Hay derrotas que saben y huelen a victoria. Sobre todo, en política, donde palmar estrepitosamente en una votación parlamentaria te puede convertir en santo y seña de la talibanada. Ahí tienen a Rosa Díez, elevada a Agustina de Aragón, cuando los números sugerían más bien que había quedado como Cagancho en Almagro: 326 señorías multicolores diciendo no a la ilegalización de Bildu y Amaiur frente a cinco irreductibles diputados magentas sosteniendo que sí, que sí y que sí. Cualquiera con un gramo de decoro habría captado la indirecta, pero igual que Gran Bretaña decretó el aislamiento del continente, la generala de UPyD ha decidido que es la mayoría aplastante la que está instalada en el error y saluda con gesto triunfal desde el centro de la plaza.
Sus razones tiene, apresurémonos a decirlo. Ha conseguido exactamente lo que quería: focos y cámaras que la mostraran ante su clientela objetiva, la fachundia más casposa, como la hostia en bicicleta de la resistencia numantina. Ese es su negocio. Igual que el presidente de Ryanair se dedica a montar pirulas para salir en los papeles por la cara, ella promociona su partido low cost a base de demagogia de quinta. Y le va de cine.
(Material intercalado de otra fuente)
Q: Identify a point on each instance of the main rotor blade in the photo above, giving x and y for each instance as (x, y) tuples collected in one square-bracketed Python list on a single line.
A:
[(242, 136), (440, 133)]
El chiringuito monoplaza que se sacó de la pamela cuando vio que en el PSOE no tenía mucho más que chupar ha ido creciendo y abriendo franquicias atendidas por buscavidas políticos a su imagen y semejanza. El que dice que en Euskadi hay trescientos mil hijos de puta, por ejemplo. Ese es el perfil.
Lo divertido —sí, mejor tomárselo medio a guasa— es que se ofertan como los campeones de la decencia y el recopón de la dignidad incorrompible. Hay, de hecho, a quien le cuela, y de ahí que el invento haya prosperado lo suficiente para dar de comer y pagar los vicios (nada baratos, por cierto) de la lideresa y sus lugartenientes. Los que conocemos el paño nos limitamos a sonreír con resignación desde el fondo norte.